Note how we expressed $\Omega_\alpha$ and $M_\alpha$ in terms of larger functions?

$\Omega_\alpha = \chi(0,\alpha)$

$M_\alpha = \chi_{\Xi(1,0)}(0,\alpha)$

Then:

$K_\alpha = \chi_{\Xi_{\sigma(1,0)}(0,0)}(0,\alpha)$

Using $\chi_\alpha(\beta,\lambda)$, where $\alpha = \Xi_{\sigma(1,0)}(0,0)$, we can express the inaccessible hierarchy above K. Using $\Xi_\alpha(\beta,\lambda)$, we express the Mahlo hierarchy above K. Finally, $\sigma(\alpha,\beta)$ makes K-typed hierarchy above K. The diagonalizer of $\sigma$ itself is supposed to be the next ordinal in the sequence $\Omega, M, K, \cdots$. Notating this as D, we can have $D_2, D_\omega, D_\Omega, D_D, D_{D_D}, D_\alpha$, and then we must have some new function to go further. Let's reconsider our strategy:

We can notate $\chi_\alpha(\beta,\lambda)$ as $\chi_\alpha(0,\beta,\lambda)$.

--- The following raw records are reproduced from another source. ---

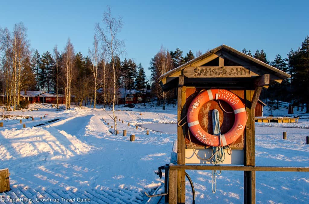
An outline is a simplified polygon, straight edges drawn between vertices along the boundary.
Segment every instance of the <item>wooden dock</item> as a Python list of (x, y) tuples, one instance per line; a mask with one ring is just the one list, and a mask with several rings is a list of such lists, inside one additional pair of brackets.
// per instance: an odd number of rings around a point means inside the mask
[(254, 120), (258, 123), (298, 123), (299, 119), (288, 117), (256, 117)]

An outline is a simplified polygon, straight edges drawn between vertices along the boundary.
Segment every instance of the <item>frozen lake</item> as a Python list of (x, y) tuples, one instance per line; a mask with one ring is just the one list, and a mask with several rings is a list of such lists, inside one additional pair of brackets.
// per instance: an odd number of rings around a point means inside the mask
[(160, 133), (167, 134), (176, 134), (177, 133), (177, 124), (176, 123), (147, 123), (138, 125)]

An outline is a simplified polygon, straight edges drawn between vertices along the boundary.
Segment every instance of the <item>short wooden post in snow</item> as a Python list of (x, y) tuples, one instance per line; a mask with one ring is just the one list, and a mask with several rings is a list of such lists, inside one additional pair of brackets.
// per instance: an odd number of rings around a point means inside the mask
[(130, 136), (130, 141), (131, 142), (135, 141), (135, 135), (132, 134)]
[(8, 169), (0, 169), (0, 193), (10, 190), (10, 173)]

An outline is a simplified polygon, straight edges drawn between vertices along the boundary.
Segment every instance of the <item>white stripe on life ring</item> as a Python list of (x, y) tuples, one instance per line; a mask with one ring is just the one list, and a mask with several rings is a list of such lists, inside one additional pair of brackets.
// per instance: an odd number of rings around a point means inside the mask
[(237, 113), (239, 113), (240, 112), (245, 112), (246, 108), (239, 108), (235, 110), (234, 111), (234, 113), (235, 114), (237, 114)]
[(193, 126), (194, 125), (198, 125), (200, 123), (199, 122), (198, 120), (196, 120), (195, 121), (191, 122), (191, 123), (188, 123), (188, 126), (189, 127), (191, 127), (191, 126)]
[(207, 93), (208, 94), (208, 97), (209, 97), (209, 100), (214, 100), (214, 96), (212, 95), (212, 92), (210, 89), (207, 90)]
[(221, 141), (222, 141), (222, 144), (221, 146), (225, 146), (226, 145), (226, 140), (225, 139), (225, 136), (224, 135), (221, 135), (220, 137), (221, 137)]

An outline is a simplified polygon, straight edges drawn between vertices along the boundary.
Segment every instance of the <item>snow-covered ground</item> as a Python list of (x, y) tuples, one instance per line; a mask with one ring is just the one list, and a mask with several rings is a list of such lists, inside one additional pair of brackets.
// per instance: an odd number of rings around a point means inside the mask
[[(285, 106), (277, 112), (281, 115), (287, 115)], [(117, 123), (119, 134), (115, 136), (110, 132), (112, 120), (101, 109), (74, 107), (56, 111), (50, 105), (40, 104), (31, 108), (39, 111), (10, 112), (15, 116), (1, 121), (0, 169), (9, 168), (11, 190), (0, 193), (0, 203), (145, 203), (148, 198), (143, 192), (152, 193), (164, 182), (153, 170), (169, 161), (177, 138), (176, 108), (116, 106), (121, 121)], [(111, 115), (110, 109), (106, 109)], [(299, 123), (286, 127), (256, 124), (257, 165), (309, 166), (309, 145), (305, 142), (309, 115), (301, 113), (292, 116), (299, 116)], [(268, 114), (265, 111), (264, 115)], [(34, 120), (22, 119), (26, 116)], [(59, 120), (47, 122), (55, 119)], [(150, 130), (147, 135), (146, 128), (158, 131)], [(125, 129), (126, 137), (122, 136)], [(282, 139), (283, 131), (287, 133), (286, 140)], [(134, 142), (130, 141), (132, 134)], [(194, 184), (197, 203), (243, 202), (243, 172), (223, 172), (217, 177), (214, 194), (211, 171), (187, 172)], [(257, 203), (309, 202), (309, 173), (256, 174)], [(188, 182), (187, 185), (190, 203)]]

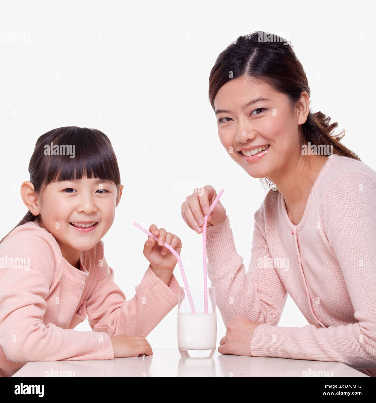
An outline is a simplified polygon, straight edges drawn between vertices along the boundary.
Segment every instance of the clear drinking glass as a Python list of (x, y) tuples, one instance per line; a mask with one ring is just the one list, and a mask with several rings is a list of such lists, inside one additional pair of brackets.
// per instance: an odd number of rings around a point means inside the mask
[[(189, 290), (196, 314), (192, 313)], [(205, 295), (208, 313), (205, 313)], [(214, 287), (179, 287), (178, 300), (178, 348), (182, 357), (212, 357), (217, 341), (217, 316)]]

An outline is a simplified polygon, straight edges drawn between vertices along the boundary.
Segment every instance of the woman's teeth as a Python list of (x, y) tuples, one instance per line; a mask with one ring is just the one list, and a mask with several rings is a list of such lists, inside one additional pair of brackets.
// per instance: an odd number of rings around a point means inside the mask
[(269, 147), (269, 144), (267, 144), (266, 145), (263, 145), (262, 147), (259, 147), (258, 148), (253, 148), (249, 151), (242, 151), (242, 152), (244, 155), (247, 156), (247, 157), (250, 157), (251, 155), (255, 155), (255, 154), (261, 152), (263, 150), (265, 151)]
[(76, 225), (77, 226), (82, 226), (82, 227), (87, 227), (87, 226), (91, 226), (92, 225), (94, 225), (96, 224), (96, 222), (92, 222), (90, 224), (80, 224), (79, 222), (70, 222), (70, 224), (73, 224), (74, 225)]

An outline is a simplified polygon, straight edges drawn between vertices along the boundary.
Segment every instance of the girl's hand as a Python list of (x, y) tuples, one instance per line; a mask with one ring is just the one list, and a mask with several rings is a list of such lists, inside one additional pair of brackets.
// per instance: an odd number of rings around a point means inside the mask
[(244, 315), (235, 315), (227, 324), (226, 336), (220, 340), (218, 352), (235, 355), (251, 353), (251, 341), (255, 330), (263, 322), (254, 322)]
[[(193, 193), (188, 196), (181, 205), (181, 215), (183, 219), (191, 229), (197, 234), (202, 231), (204, 216), (209, 212), (209, 208), (217, 197), (215, 189), (210, 185), (203, 187), (195, 189)], [(215, 207), (208, 219), (207, 227), (218, 225), (226, 218), (226, 209), (218, 201)]]
[(158, 229), (154, 224), (150, 226), (149, 231), (158, 237), (158, 242), (157, 243), (154, 238), (149, 237), (144, 246), (144, 256), (150, 262), (156, 275), (168, 285), (177, 260), (163, 244), (166, 242), (180, 255), (181, 241), (172, 233), (166, 232), (164, 228)]
[(152, 355), (153, 350), (147, 340), (142, 336), (119, 334), (110, 337), (114, 358), (122, 357), (137, 357), (144, 354)]

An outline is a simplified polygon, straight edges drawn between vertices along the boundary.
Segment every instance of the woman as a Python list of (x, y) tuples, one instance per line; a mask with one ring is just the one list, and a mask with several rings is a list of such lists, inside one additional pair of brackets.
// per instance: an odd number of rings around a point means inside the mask
[[(337, 361), (374, 376), (376, 172), (339, 142), (344, 131), (333, 135), (337, 123), (310, 110), (292, 46), (268, 35), (239, 37), (209, 79), (222, 145), (273, 184), (254, 215), (247, 274), (220, 202), (209, 218), (208, 274), (227, 328), (218, 351)], [(217, 193), (197, 190), (181, 213), (200, 233)], [(288, 293), (309, 324), (277, 326)]]

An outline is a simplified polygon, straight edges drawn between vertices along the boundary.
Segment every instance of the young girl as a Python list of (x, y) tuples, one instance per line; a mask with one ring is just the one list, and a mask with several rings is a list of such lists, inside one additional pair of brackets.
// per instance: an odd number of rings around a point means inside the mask
[[(333, 134), (336, 123), (311, 112), (292, 47), (270, 37), (239, 37), (209, 79), (229, 156), (275, 185), (254, 216), (247, 273), (220, 201), (210, 218), (208, 274), (227, 327), (218, 350), (341, 362), (374, 376), (376, 172)], [(239, 184), (240, 197), (250, 185)], [(181, 212), (191, 229), (201, 232), (216, 195), (208, 185), (187, 198)], [(309, 324), (277, 326), (288, 294)]]
[[(129, 301), (114, 282), (101, 240), (123, 186), (102, 132), (70, 127), (38, 139), (21, 187), (29, 211), (0, 243), (0, 374), (28, 361), (112, 359), (152, 354), (145, 337), (177, 303), (173, 234), (156, 226), (150, 262)], [(94, 331), (74, 328), (87, 315)]]

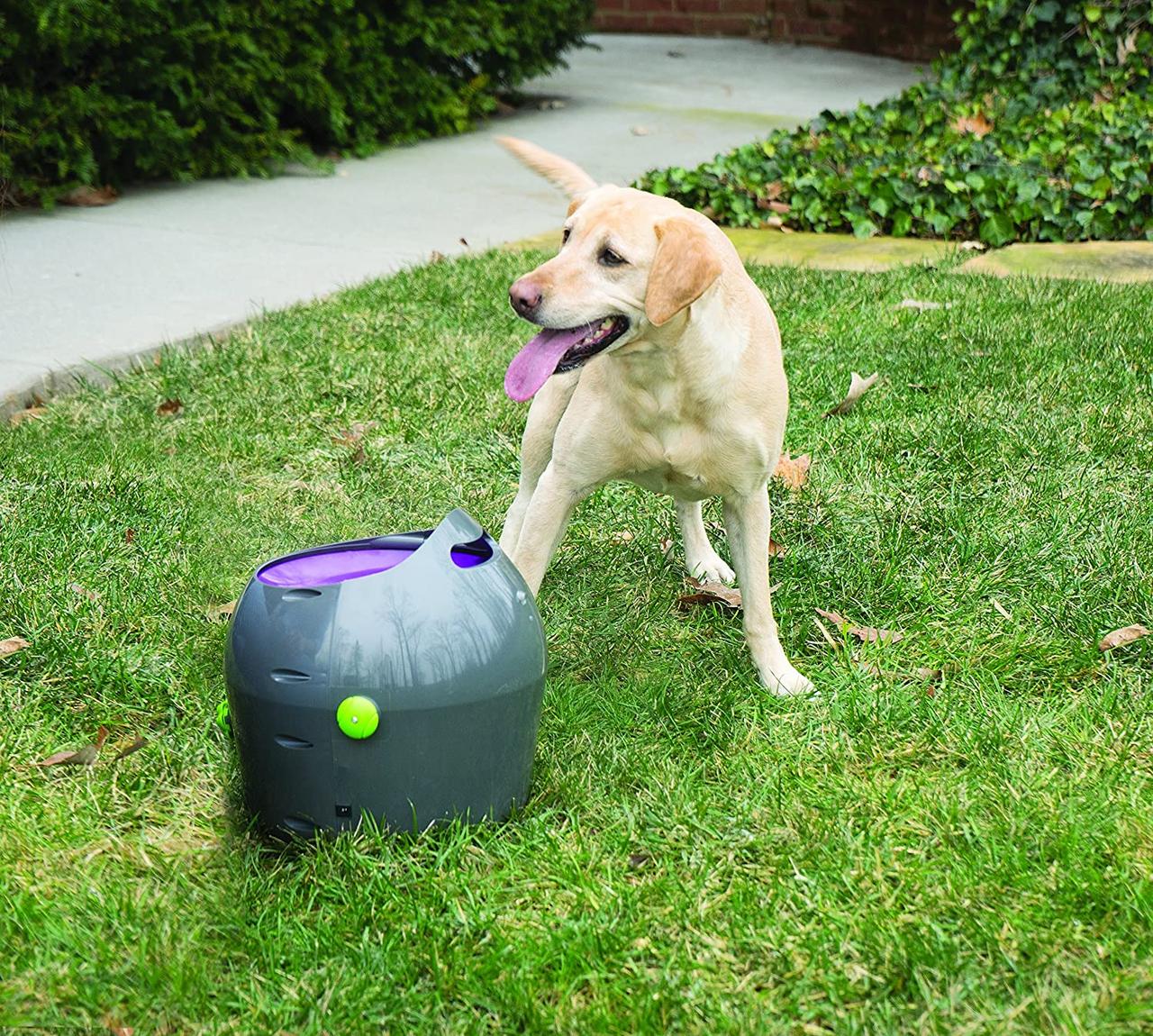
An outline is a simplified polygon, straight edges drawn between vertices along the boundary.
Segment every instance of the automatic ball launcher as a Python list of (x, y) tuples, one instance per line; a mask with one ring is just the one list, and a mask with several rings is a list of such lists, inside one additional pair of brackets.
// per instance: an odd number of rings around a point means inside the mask
[(227, 720), (258, 826), (420, 831), (528, 796), (541, 617), (467, 513), (262, 565), (228, 631)]

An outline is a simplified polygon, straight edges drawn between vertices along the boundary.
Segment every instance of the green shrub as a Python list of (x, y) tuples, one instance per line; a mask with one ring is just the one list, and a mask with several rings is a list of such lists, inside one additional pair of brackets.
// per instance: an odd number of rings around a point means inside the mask
[(926, 82), (639, 186), (733, 226), (1153, 239), (1153, 0), (975, 0)]
[(0, 0), (0, 200), (458, 133), (591, 0)]

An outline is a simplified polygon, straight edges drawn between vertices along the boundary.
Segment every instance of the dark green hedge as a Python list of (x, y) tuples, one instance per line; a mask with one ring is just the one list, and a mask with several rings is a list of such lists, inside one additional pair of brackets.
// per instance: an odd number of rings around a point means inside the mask
[(639, 186), (717, 222), (858, 237), (1153, 239), (1153, 0), (973, 0), (898, 97)]
[(591, 0), (0, 0), (0, 200), (466, 129)]

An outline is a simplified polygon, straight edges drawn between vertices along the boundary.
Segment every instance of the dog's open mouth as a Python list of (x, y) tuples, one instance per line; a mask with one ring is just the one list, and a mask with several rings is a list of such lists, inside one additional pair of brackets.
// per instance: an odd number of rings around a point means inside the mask
[(579, 328), (545, 328), (508, 365), (505, 392), (518, 403), (532, 399), (551, 375), (575, 370), (627, 330), (628, 321), (623, 316), (606, 316)]

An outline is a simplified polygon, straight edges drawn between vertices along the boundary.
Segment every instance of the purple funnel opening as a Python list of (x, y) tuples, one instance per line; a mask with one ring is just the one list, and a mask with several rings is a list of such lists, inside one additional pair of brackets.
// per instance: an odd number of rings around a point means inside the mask
[[(399, 547), (346, 547), (338, 545), (332, 550), (285, 557), (266, 564), (256, 578), (267, 586), (329, 586), (386, 572), (407, 560), (416, 548)], [(461, 547), (452, 548), (452, 561), (459, 569), (470, 569), (491, 557)]]

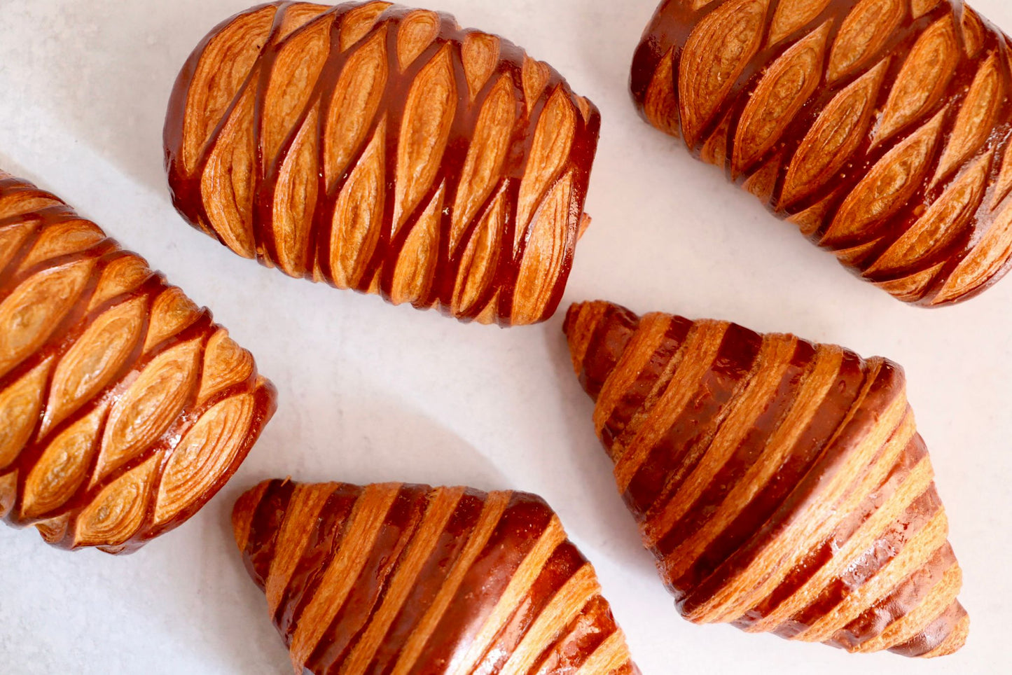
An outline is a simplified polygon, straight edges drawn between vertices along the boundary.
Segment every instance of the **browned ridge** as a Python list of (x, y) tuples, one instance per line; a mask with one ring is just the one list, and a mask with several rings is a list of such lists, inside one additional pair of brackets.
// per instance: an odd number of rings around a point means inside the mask
[(134, 551), (215, 496), (275, 397), (210, 312), (0, 171), (0, 518)]
[(233, 525), (296, 673), (639, 675), (539, 497), (267, 481)]
[(938, 307), (1012, 267), (1010, 64), (960, 0), (665, 0), (631, 86), (857, 275)]
[(165, 124), (180, 214), (296, 277), (532, 324), (559, 306), (600, 115), (452, 16), (274, 2), (196, 48)]
[(601, 302), (565, 330), (683, 616), (850, 652), (962, 647), (962, 573), (899, 365)]

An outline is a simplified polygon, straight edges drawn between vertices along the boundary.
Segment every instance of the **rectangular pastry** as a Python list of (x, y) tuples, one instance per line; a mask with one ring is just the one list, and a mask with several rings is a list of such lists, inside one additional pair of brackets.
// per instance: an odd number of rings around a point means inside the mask
[(0, 171), (0, 518), (135, 551), (215, 496), (275, 399), (209, 311)]
[(665, 0), (643, 116), (896, 298), (1012, 266), (1008, 37), (960, 0)]
[(600, 115), (447, 14), (273, 2), (197, 46), (165, 123), (173, 201), (285, 274), (503, 326), (551, 317)]

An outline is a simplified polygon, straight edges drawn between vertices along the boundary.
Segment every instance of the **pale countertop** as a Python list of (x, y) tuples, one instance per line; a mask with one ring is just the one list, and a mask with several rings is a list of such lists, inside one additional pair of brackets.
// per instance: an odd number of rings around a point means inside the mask
[[(615, 492), (562, 313), (526, 329), (458, 325), (288, 279), (175, 214), (162, 171), (169, 90), (200, 37), (247, 0), (0, 0), (0, 167), (209, 306), (280, 393), (235, 480), (135, 556), (67, 554), (0, 526), (0, 673), (290, 673), (229, 524), (242, 491), (288, 475), (543, 495), (597, 567), (645, 675), (1008, 672), (1012, 279), (957, 308), (903, 306), (643, 123), (626, 79), (655, 0), (423, 4), (520, 43), (601, 108), (594, 223), (567, 303), (729, 319), (906, 366), (964, 570), (968, 645), (920, 662), (683, 621)], [(1012, 4), (975, 7), (1012, 28)]]

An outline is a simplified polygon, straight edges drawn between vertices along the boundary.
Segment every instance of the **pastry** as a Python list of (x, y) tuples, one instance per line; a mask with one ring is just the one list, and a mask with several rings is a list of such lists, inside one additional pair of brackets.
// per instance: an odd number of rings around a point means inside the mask
[(961, 572), (899, 365), (608, 303), (574, 306), (565, 331), (683, 616), (850, 652), (962, 647)]
[(275, 396), (207, 310), (0, 172), (0, 518), (133, 552), (215, 496)]
[(233, 524), (297, 673), (640, 672), (539, 497), (267, 481)]
[(1012, 265), (1008, 38), (960, 0), (665, 0), (643, 116), (899, 300)]
[(183, 67), (166, 165), (179, 213), (242, 256), (522, 325), (559, 306), (599, 126), (546, 64), (447, 14), (274, 2)]

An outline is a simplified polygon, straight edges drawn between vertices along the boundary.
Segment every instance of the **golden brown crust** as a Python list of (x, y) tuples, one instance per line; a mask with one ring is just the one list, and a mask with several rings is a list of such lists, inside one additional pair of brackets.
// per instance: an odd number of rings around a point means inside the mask
[(600, 302), (565, 330), (686, 618), (851, 652), (962, 646), (961, 572), (900, 366)]
[(961, 0), (664, 0), (643, 116), (899, 300), (1012, 267), (1007, 36)]
[(538, 497), (268, 481), (233, 523), (297, 673), (640, 672)]
[(291, 276), (531, 324), (555, 313), (600, 115), (555, 70), (447, 14), (274, 2), (180, 73), (179, 212)]
[(206, 309), (0, 173), (0, 518), (134, 551), (225, 485), (274, 400)]

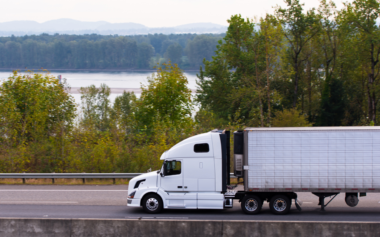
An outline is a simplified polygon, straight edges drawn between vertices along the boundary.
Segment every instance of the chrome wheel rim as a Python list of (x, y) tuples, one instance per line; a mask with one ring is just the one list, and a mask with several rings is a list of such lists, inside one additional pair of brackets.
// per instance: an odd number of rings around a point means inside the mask
[(255, 210), (258, 206), (257, 202), (254, 199), (250, 198), (245, 201), (245, 208), (250, 212)]
[(146, 201), (146, 207), (150, 210), (154, 210), (158, 207), (158, 201), (155, 198), (149, 198)]
[(283, 210), (286, 208), (286, 202), (282, 198), (279, 198), (274, 201), (273, 207), (279, 211)]

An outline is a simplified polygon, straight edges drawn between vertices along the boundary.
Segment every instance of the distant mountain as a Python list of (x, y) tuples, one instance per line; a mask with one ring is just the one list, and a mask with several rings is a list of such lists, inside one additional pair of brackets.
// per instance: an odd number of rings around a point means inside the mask
[(193, 29), (196, 28), (226, 28), (227, 27), (222, 25), (214, 24), (214, 23), (190, 23), (181, 25), (174, 28), (180, 29)]
[[(57, 20), (48, 20), (41, 24), (43, 30), (95, 30), (102, 25), (110, 24), (104, 20), (96, 22), (81, 21), (72, 19), (62, 18)], [(1, 29), (0, 27), (0, 29)]]
[(168, 34), (182, 33), (222, 33), (227, 27), (211, 23), (191, 23), (173, 27), (149, 28), (138, 23), (110, 23), (106, 21), (81, 21), (62, 18), (39, 23), (33, 20), (14, 20), (0, 23), (0, 36), (39, 35), (55, 33), (82, 35), (127, 35), (155, 33)]
[(147, 29), (144, 25), (138, 23), (108, 23), (97, 27), (98, 30), (130, 30), (131, 29)]

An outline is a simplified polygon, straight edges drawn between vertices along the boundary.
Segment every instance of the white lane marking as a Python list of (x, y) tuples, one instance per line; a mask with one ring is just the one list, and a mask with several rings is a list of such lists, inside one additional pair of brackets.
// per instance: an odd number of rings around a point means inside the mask
[(128, 191), (128, 190), (57, 190), (52, 189), (51, 190), (27, 190), (27, 189), (4, 189), (4, 190), (0, 190), (0, 191)]
[(177, 219), (188, 219), (188, 217), (125, 217), (124, 218), (176, 218)]
[[(292, 203), (294, 203), (294, 202), (292, 202)], [(312, 202), (302, 202), (302, 203), (312, 203)], [(269, 204), (269, 202), (264, 202), (264, 204)]]
[(188, 219), (188, 217), (156, 217), (156, 218), (177, 218), (177, 219)]

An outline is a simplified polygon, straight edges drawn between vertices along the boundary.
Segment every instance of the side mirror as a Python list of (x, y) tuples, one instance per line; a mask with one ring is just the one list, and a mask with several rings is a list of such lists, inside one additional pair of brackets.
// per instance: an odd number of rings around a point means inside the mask
[(167, 166), (167, 163), (166, 162), (164, 162), (164, 176), (166, 176), (168, 175), (168, 170), (166, 169), (166, 166)]

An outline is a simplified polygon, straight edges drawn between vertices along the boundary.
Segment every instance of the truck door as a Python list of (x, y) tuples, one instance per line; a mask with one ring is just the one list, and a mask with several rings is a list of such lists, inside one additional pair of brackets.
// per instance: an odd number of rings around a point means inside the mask
[(183, 168), (182, 161), (168, 160), (164, 169), (166, 169), (166, 175), (161, 177), (161, 188), (168, 191), (184, 190)]

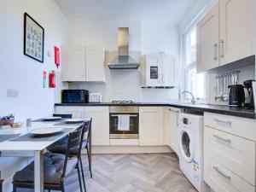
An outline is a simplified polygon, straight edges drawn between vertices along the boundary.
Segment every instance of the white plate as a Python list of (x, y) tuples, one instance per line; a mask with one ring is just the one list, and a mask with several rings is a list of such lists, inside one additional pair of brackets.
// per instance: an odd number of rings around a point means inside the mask
[(36, 136), (43, 137), (43, 136), (49, 136), (49, 135), (59, 133), (62, 131), (63, 131), (63, 129), (59, 128), (59, 127), (44, 127), (44, 128), (40, 128), (40, 129), (32, 130), (30, 132)]
[(43, 118), (44, 120), (59, 120), (61, 119), (61, 117), (45, 117)]
[(84, 119), (66, 119), (64, 122), (67, 124), (76, 124), (76, 123), (81, 123), (84, 121)]

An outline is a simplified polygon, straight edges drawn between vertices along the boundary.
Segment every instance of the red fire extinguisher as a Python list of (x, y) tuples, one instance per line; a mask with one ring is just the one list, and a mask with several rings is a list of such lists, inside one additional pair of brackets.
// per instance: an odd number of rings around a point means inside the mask
[(52, 71), (49, 73), (49, 87), (55, 88), (55, 71)]

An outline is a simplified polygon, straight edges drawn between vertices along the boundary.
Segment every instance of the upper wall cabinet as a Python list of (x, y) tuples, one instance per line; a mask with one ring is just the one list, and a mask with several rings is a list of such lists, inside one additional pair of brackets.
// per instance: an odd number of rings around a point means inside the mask
[(146, 55), (146, 86), (176, 86), (174, 58), (166, 54)]
[(198, 73), (254, 55), (253, 0), (219, 0), (197, 28)]
[(197, 26), (197, 72), (218, 67), (218, 5)]
[(220, 65), (254, 55), (253, 0), (219, 1)]
[(86, 81), (105, 81), (104, 49), (86, 47)]
[(105, 81), (104, 49), (62, 46), (62, 81)]

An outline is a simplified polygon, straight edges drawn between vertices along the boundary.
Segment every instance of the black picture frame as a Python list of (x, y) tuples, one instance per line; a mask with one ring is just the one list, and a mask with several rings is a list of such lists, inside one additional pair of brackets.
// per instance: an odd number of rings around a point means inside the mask
[(44, 29), (27, 13), (24, 14), (23, 54), (44, 63)]

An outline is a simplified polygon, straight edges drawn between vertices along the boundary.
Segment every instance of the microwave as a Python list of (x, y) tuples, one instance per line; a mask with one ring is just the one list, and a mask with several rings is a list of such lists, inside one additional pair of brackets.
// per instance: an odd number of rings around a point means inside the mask
[(87, 90), (62, 90), (62, 103), (87, 103), (89, 91)]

$\Xi_\alpha(\beta,\lambda) = \chi_\alpha(1,\beta,\lambda)$

$\sigma_\alpha(\beta,\lambda) = \chi_\alpha(2,\beta,\lambda)$

It other words, we turn the sequence of functions past binary $\chi$ to the single ternary $\chi$ function. Then let n-th term in the sequence $\Omega, M, K, \cdots$ with index $\alpha$ is represented by $T(n,\alpha)$:

$T(n,\alpha) = \chi_{\chi_{\cdots_{\chi_{\chi(n-1,1,0)}(n-2,0,0)}\cdots}(1,0,0)}(0,0,\alpha)$. Keep in mind, $\chi_\alpha(0,\beta,\lambda)$ represents inaccessible hierarchy, $\chi_\alpha(1,\beta,\lambda)$ represents Mahlo hierarchy, $\chi_\alpha(2,\beta,\lambda)$ represents compact hierarchy, and so on.

I know it can be a bit unclear, so wait for formal definition for all this like that.